Alors, mettons ensemble ces deux idées, Joseph a réalisé qu’il était préférable qu’il quitte la scène ; et il est mort relativement jeune en acceptant sa mort, juste à ce moment-là, comme envoyée de Dieu.

Et maintenant, je crois que nous en arrivons à un résultat remarquable. Premièrement nous pouvons comprendre que la mort de Joseph est, d’une façon mystérieuse qui lui est propre, une participation anticipée à la passion du Christ – juste comme la mort de Jean Baptiste et le martyre des saints innocents.

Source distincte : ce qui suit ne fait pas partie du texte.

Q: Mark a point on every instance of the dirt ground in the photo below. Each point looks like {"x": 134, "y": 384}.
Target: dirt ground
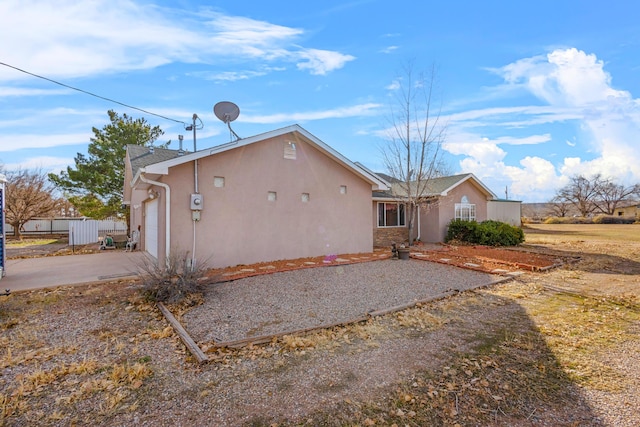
{"x": 550, "y": 347}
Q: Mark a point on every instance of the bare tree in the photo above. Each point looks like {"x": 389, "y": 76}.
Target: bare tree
{"x": 581, "y": 192}
{"x": 28, "y": 195}
{"x": 589, "y": 195}
{"x": 412, "y": 154}
{"x": 610, "y": 194}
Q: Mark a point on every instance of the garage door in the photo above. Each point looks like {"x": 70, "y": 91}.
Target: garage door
{"x": 151, "y": 227}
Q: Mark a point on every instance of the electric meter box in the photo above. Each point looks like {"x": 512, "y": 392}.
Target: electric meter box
{"x": 196, "y": 202}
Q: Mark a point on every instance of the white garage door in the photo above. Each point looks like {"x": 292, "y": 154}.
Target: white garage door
{"x": 151, "y": 227}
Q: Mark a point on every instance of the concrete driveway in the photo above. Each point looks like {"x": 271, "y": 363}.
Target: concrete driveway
{"x": 46, "y": 272}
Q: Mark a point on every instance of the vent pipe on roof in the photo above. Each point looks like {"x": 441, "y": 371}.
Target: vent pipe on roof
{"x": 180, "y": 150}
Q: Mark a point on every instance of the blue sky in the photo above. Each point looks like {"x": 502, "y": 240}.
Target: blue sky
{"x": 532, "y": 92}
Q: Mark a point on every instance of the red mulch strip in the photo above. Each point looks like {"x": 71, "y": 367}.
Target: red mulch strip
{"x": 480, "y": 258}
{"x": 487, "y": 258}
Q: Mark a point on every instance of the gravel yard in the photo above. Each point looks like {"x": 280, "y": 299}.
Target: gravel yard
{"x": 313, "y": 297}
{"x": 545, "y": 349}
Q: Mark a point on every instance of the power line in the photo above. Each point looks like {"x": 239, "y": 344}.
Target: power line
{"x": 92, "y": 94}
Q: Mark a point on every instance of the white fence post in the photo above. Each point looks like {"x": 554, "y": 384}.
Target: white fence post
{"x": 83, "y": 232}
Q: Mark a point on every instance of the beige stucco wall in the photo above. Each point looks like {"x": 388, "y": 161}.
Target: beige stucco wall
{"x": 509, "y": 211}
{"x": 239, "y": 225}
{"x": 435, "y": 220}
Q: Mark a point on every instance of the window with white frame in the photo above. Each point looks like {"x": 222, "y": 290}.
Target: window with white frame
{"x": 465, "y": 211}
{"x": 391, "y": 215}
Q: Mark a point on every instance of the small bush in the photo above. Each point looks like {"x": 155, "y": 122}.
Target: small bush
{"x": 489, "y": 233}
{"x": 173, "y": 282}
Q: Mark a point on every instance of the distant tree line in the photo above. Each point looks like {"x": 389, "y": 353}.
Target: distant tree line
{"x": 594, "y": 195}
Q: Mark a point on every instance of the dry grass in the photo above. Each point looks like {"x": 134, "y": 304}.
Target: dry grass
{"x": 567, "y": 233}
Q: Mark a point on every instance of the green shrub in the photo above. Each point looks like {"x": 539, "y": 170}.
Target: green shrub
{"x": 568, "y": 220}
{"x": 173, "y": 282}
{"x": 461, "y": 231}
{"x": 488, "y": 233}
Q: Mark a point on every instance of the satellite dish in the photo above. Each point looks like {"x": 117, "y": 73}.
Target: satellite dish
{"x": 227, "y": 112}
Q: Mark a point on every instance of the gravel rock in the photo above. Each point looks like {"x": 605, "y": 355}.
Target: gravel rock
{"x": 308, "y": 298}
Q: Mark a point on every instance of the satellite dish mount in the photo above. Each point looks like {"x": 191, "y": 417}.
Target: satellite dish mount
{"x": 227, "y": 112}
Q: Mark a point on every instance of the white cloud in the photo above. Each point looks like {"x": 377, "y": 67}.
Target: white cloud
{"x": 575, "y": 87}
{"x": 44, "y": 163}
{"x": 20, "y": 142}
{"x": 389, "y": 49}
{"x": 66, "y": 38}
{"x": 6, "y": 91}
{"x": 340, "y": 113}
{"x": 321, "y": 62}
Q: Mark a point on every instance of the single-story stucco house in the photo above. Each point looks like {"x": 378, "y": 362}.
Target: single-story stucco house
{"x": 283, "y": 194}
{"x": 446, "y": 198}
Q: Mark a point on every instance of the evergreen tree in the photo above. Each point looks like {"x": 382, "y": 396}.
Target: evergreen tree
{"x": 96, "y": 183}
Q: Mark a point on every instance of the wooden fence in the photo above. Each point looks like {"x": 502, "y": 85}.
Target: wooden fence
{"x": 38, "y": 226}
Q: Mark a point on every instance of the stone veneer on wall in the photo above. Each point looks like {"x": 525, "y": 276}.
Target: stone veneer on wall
{"x": 389, "y": 235}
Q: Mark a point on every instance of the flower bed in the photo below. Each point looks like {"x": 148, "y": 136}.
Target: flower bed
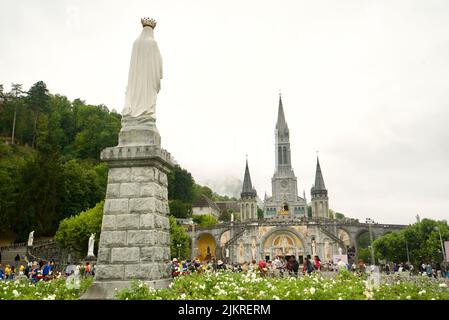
{"x": 250, "y": 286}
{"x": 43, "y": 290}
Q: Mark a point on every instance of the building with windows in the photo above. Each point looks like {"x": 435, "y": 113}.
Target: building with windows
{"x": 286, "y": 229}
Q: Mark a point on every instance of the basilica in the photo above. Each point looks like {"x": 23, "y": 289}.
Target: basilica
{"x": 286, "y": 228}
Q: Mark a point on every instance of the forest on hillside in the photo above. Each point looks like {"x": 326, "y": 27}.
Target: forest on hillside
{"x": 50, "y": 166}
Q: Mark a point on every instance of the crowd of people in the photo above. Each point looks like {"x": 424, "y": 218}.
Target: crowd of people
{"x": 43, "y": 270}
{"x": 282, "y": 266}
{"x": 34, "y": 271}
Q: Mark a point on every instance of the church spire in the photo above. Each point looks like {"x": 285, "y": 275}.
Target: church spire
{"x": 319, "y": 181}
{"x": 247, "y": 185}
{"x": 281, "y": 123}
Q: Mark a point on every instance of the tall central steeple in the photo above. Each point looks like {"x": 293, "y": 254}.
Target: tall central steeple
{"x": 248, "y": 198}
{"x": 284, "y": 201}
{"x": 283, "y": 159}
{"x": 320, "y": 200}
{"x": 247, "y": 189}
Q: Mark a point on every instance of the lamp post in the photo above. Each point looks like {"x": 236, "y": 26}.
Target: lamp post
{"x": 408, "y": 257}
{"x": 369, "y": 222}
{"x": 441, "y": 241}
{"x": 193, "y": 239}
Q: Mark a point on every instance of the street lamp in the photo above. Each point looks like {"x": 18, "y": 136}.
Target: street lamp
{"x": 369, "y": 222}
{"x": 193, "y": 238}
{"x": 441, "y": 240}
{"x": 408, "y": 257}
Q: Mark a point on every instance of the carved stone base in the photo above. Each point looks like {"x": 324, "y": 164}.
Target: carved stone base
{"x": 135, "y": 239}
{"x": 139, "y": 136}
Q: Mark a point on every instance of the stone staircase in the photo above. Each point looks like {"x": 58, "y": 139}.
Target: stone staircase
{"x": 10, "y": 252}
{"x": 42, "y": 250}
{"x": 333, "y": 237}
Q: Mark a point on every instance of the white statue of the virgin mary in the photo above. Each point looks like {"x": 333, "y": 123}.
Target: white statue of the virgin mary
{"x": 90, "y": 249}
{"x": 31, "y": 238}
{"x": 144, "y": 78}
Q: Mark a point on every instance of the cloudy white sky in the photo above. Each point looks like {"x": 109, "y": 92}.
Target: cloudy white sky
{"x": 364, "y": 82}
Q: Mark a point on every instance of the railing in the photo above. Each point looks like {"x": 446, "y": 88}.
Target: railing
{"x": 36, "y": 243}
{"x": 235, "y": 237}
{"x": 333, "y": 236}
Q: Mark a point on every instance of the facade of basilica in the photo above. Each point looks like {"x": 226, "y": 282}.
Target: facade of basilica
{"x": 286, "y": 229}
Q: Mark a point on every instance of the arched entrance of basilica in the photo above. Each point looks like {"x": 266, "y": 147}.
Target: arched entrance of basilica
{"x": 284, "y": 244}
{"x": 205, "y": 247}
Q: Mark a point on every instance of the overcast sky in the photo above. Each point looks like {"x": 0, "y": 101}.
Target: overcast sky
{"x": 364, "y": 82}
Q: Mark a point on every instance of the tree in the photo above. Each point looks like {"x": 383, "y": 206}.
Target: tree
{"x": 259, "y": 213}
{"x": 179, "y": 240}
{"x": 225, "y": 215}
{"x": 38, "y": 99}
{"x": 180, "y": 185}
{"x": 421, "y": 239}
{"x": 205, "y": 220}
{"x": 16, "y": 90}
{"x": 180, "y": 209}
{"x": 74, "y": 232}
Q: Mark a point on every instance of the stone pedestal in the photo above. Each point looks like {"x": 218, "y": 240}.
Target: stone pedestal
{"x": 135, "y": 239}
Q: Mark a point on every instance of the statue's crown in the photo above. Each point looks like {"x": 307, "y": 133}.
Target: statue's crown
{"x": 148, "y": 22}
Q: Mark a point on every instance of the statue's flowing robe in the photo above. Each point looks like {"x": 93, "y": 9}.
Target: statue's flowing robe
{"x": 144, "y": 78}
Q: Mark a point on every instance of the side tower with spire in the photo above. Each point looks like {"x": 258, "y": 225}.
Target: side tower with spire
{"x": 320, "y": 200}
{"x": 248, "y": 198}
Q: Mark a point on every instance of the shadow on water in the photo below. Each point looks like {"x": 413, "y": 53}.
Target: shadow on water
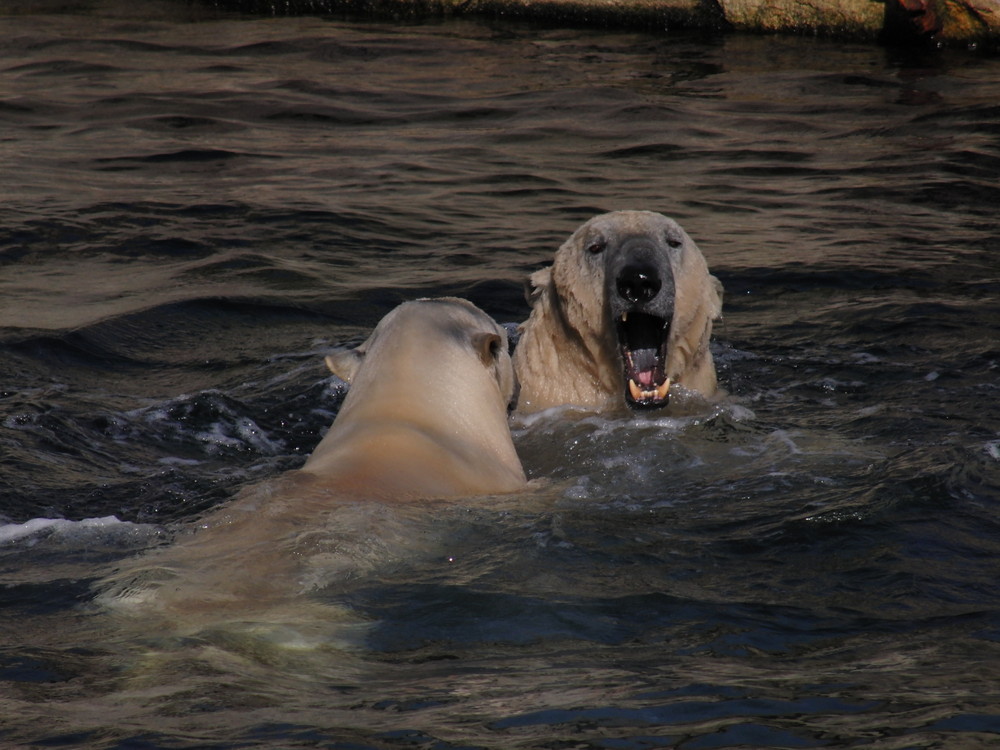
{"x": 203, "y": 207}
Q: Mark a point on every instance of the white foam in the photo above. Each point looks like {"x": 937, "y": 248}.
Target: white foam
{"x": 13, "y": 532}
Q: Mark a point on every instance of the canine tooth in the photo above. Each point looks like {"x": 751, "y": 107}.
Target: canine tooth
{"x": 633, "y": 388}
{"x": 661, "y": 392}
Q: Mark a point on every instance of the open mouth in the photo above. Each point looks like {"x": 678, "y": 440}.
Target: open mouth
{"x": 642, "y": 339}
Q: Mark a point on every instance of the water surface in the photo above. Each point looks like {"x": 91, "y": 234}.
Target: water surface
{"x": 195, "y": 208}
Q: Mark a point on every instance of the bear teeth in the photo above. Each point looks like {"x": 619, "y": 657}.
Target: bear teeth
{"x": 638, "y": 394}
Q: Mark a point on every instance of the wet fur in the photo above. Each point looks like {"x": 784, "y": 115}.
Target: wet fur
{"x": 568, "y": 351}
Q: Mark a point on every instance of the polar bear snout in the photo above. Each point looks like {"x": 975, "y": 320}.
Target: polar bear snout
{"x": 638, "y": 284}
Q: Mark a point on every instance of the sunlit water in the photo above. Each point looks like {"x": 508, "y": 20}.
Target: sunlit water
{"x": 195, "y": 209}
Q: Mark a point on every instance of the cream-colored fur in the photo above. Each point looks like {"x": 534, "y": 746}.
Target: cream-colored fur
{"x": 569, "y": 348}
{"x": 426, "y": 414}
{"x": 425, "y": 417}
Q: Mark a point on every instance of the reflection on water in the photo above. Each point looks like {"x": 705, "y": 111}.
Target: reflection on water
{"x": 197, "y": 208}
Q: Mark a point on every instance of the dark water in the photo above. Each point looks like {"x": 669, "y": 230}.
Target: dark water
{"x": 195, "y": 209}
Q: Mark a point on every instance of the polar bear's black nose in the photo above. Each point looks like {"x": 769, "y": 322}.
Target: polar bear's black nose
{"x": 638, "y": 284}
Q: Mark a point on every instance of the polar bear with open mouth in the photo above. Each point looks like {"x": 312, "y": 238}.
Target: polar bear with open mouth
{"x": 624, "y": 312}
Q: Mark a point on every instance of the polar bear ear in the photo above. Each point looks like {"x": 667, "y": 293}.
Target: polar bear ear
{"x": 487, "y": 346}
{"x": 536, "y": 285}
{"x": 344, "y": 362}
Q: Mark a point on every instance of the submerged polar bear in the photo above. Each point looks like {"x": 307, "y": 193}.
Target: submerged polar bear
{"x": 626, "y": 308}
{"x": 425, "y": 418}
{"x": 426, "y": 414}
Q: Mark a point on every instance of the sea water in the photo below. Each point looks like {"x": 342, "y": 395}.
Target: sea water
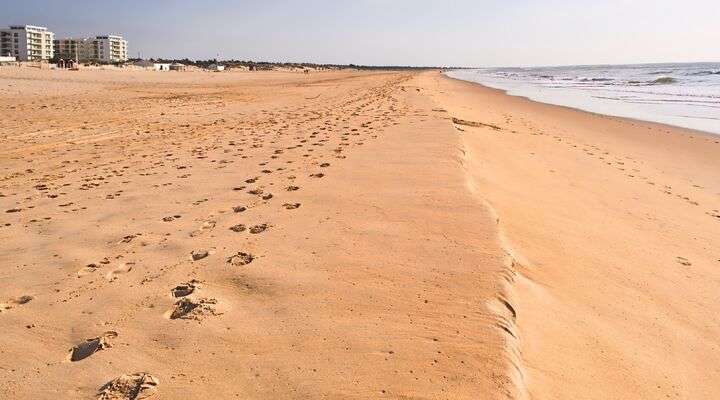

Deuxièmement, il a offert sa vie sans voir encore clairement à quoi servirait la vie de Jésus. Ainsi, sa mort fut empreinte d’une foi formidable. Il n’a pas entendu le sermon sur la montagne. Il n’a pas vu Jésus changer l’eau en vin, guérir les lépreux ni ressusciter Lazare. Il n’a pas vu la Passion ni la Résurrection.

Troisièmement, la nouvelle vie en Jésus Christ de laquelle il fut choisi comme témoin, fut précisément une vie de travail auprès de Jésus comme ami, et une vie de famille avec Marie. Il ne fait aucun doute que là où s’est épanouie la vie d’une famille chrétienne dans sa banalité, Saint Joseph a été invoqué avec ferveur.

Finalement, nous pouvons comprendre pourquoi les papes ont missionné saint Joseph comme patron de la Bonne Mort : Il est particulièrement sensible à notre sentiment que la mort est inopportune ; « O Seigneur, je mourrai avec joie au moment, à l’endroit et de la manière que tu voudras. »

« Permets que je meure comme le glorieux Saint Joseph, accompagné par Jésus et Marie, en prononçant leurs noms si doux que j’espère pouvoir chanter pour l’éternité toute entière. »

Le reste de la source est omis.